Moral equivalence is a form of equivocation often used in political debates. It seeks to draw comparisons between different, even unrelated things, to make a point that one is just as bad as the other or just as good as the other. Drawing a moral equivalence in this way is an informal fallacy, a special case of False equivalence.

A common manifestation of this fallacy is a claim, often made for ideological motives, that both sides are equally to blame for a war or other international conflict. Historical analyses show that this is rarely the case. Wars are usually started by one side militarily attacking the other, or mass murdering non-combatants, with or without provocation from the other side.

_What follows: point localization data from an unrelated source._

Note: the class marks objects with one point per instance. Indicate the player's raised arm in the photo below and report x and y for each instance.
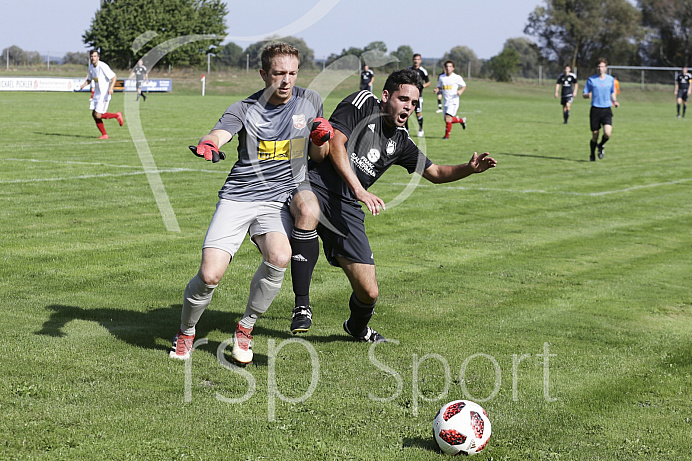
(439, 174)
(342, 164)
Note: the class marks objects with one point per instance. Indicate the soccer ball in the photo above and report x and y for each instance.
(461, 427)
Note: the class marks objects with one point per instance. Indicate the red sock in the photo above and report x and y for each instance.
(99, 125)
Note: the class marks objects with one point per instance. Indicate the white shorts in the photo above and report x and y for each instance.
(451, 107)
(100, 104)
(232, 220)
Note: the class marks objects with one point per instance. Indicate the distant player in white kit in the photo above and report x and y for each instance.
(104, 80)
(417, 59)
(451, 86)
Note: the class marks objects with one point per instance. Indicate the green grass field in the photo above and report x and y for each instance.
(554, 291)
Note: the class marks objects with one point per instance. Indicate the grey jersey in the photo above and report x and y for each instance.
(272, 145)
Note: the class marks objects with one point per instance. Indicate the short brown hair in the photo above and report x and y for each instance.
(277, 49)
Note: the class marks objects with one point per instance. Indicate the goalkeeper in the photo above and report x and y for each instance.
(275, 127)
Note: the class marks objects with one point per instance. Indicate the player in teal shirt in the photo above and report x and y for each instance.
(600, 88)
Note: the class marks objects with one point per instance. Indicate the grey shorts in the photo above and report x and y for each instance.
(232, 220)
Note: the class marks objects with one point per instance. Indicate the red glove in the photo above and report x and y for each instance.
(321, 132)
(209, 151)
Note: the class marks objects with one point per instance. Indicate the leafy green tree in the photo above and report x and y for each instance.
(405, 56)
(230, 55)
(76, 58)
(504, 65)
(670, 23)
(376, 46)
(529, 56)
(119, 22)
(346, 51)
(578, 32)
(462, 56)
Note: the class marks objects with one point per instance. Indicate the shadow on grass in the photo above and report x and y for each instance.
(147, 329)
(545, 157)
(67, 135)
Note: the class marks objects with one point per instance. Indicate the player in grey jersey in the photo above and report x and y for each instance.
(277, 128)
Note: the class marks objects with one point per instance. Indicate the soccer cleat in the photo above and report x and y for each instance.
(301, 320)
(370, 336)
(242, 345)
(182, 346)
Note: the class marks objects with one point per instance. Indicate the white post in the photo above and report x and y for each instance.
(540, 74)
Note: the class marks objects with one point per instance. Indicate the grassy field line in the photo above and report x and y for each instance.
(540, 191)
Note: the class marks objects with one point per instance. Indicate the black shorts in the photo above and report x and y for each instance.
(600, 116)
(342, 229)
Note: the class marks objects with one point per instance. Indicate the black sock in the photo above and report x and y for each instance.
(305, 252)
(360, 315)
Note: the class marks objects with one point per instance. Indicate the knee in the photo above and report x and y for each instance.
(368, 294)
(305, 210)
(279, 257)
(210, 277)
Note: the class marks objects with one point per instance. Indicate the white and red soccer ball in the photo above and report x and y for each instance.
(461, 427)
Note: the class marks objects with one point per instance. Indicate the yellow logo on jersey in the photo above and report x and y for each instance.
(281, 150)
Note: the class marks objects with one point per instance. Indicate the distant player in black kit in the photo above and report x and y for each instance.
(568, 82)
(369, 137)
(682, 90)
(367, 78)
(426, 83)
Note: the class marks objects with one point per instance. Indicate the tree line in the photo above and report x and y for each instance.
(574, 32)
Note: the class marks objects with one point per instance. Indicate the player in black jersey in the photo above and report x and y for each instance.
(567, 81)
(682, 90)
(369, 137)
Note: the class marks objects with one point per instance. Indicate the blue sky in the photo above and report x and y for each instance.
(430, 27)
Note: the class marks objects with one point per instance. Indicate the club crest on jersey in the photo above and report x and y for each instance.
(299, 121)
(373, 155)
(391, 147)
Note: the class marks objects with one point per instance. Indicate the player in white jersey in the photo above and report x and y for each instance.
(103, 78)
(451, 86)
(417, 59)
(274, 128)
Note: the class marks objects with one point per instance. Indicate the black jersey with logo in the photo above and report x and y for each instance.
(683, 81)
(373, 146)
(567, 82)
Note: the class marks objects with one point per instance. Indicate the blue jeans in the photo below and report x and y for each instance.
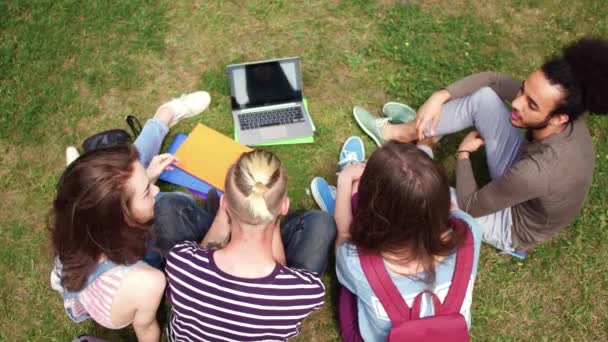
(174, 212)
(307, 237)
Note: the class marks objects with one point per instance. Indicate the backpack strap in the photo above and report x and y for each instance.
(418, 300)
(462, 272)
(384, 287)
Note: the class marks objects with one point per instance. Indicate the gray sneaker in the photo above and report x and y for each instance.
(371, 125)
(398, 112)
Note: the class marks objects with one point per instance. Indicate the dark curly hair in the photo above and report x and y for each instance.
(582, 71)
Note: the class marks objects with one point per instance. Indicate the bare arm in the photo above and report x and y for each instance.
(429, 113)
(343, 212)
(147, 296)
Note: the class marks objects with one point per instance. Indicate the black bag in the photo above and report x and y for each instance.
(112, 137)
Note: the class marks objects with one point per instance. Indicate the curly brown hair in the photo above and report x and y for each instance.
(403, 208)
(91, 216)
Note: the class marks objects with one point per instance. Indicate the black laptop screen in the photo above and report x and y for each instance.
(263, 84)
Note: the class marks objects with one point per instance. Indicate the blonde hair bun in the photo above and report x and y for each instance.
(255, 186)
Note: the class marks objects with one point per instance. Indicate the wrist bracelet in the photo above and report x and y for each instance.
(463, 151)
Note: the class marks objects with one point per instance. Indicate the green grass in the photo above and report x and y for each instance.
(69, 69)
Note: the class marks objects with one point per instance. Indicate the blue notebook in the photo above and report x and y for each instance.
(180, 177)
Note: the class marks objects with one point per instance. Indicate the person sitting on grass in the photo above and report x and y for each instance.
(264, 280)
(540, 180)
(397, 205)
(103, 218)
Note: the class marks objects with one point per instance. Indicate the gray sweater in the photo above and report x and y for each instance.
(545, 188)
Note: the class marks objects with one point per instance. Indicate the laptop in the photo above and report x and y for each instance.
(266, 101)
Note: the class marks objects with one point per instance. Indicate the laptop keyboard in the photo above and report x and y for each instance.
(275, 117)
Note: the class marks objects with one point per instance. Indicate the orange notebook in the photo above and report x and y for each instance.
(207, 154)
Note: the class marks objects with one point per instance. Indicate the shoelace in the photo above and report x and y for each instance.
(347, 157)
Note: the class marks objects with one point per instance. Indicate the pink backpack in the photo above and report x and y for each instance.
(447, 324)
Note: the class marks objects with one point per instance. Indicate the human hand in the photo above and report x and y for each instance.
(471, 142)
(351, 172)
(430, 113)
(160, 163)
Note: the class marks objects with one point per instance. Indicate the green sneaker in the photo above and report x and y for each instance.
(398, 112)
(369, 124)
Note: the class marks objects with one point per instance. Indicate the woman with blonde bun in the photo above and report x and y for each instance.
(264, 279)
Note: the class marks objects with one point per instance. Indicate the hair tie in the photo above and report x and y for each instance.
(259, 188)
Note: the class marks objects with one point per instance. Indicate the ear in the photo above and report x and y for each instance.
(559, 119)
(285, 206)
(223, 203)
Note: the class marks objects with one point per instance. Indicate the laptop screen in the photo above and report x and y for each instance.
(264, 84)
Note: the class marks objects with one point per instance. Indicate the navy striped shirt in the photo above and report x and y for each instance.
(211, 305)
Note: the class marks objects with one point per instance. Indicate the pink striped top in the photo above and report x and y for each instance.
(96, 299)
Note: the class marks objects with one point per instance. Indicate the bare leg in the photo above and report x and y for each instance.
(164, 114)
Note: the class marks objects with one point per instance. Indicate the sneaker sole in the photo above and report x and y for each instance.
(317, 196)
(366, 130)
(362, 146)
(395, 103)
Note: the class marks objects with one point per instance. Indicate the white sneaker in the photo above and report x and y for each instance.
(71, 154)
(189, 105)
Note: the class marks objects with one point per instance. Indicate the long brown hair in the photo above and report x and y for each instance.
(91, 217)
(403, 208)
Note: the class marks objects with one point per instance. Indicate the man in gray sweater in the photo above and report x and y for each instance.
(539, 153)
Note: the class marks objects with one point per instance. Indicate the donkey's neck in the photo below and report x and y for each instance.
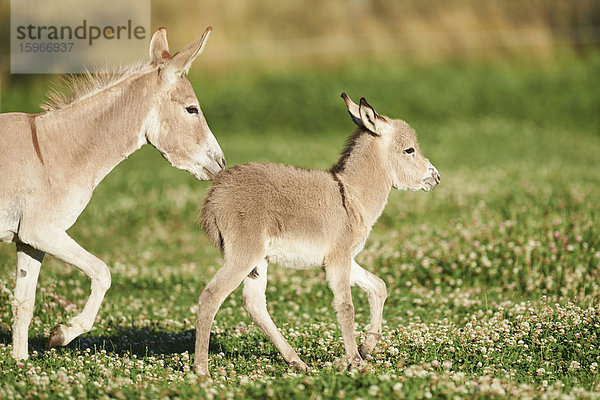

Some specific examples of this fallacy are as follows:

  • Claiming neither side in World War II was morally superior because of the British firebombing of Dresden in Germany, or the US atomic bombings of Hiroshima and Nagasaki in Japan. This is despite the fact that Germany started the war in Europe and Japan started the war in the Pacific. Whilst the morality of the British fire bombing of Dresden is questionable, the aim of the US atomic bombings was to force Japan to surrender, without the necessity of a land invasion in which millions of people were expected to die on both sides. The purpose was to end World War II as opposed to starting it.
  • Drawing a moral equivalence between 9/11 and U.S. policy in the Middle East, thereby attempting to justify or excuse the 9/11 atrocities against innocent non-combatants.
  • Drawing a moral equivalence between the Holocaust and Israeli actions toward the Palestinians.
  • PETA drawing a moral equivalence between the consumption of meat and the Holocaust in an ad campaign.
  • The excuse that slavery in the southern United States wasn’t so bad because some slaves were treated better than workers in northern factories and company towns — or the counter-use of the same examples, that conditions during the early Industrial Revolution were not that bad because the people were at least free to choose their jobs, unlike under slavery.

An early populariser of the expression was Jeane Kirkpatrick, who was United States ambassador to the United Nations in the Reagan administration. Kirkpatrick published an article called The Myth of Moral Equivalence in 1986, which sharply criticized those who she alleged were claiming that there was ‘no moral difference’ between the Soviet Union and democratic states.[1]

Reference:

[1]  Kirkpatrick, Jeane. ‘The Myth of Moral Equivalence’, Imprimis January 1986, Vol. 15, No.1.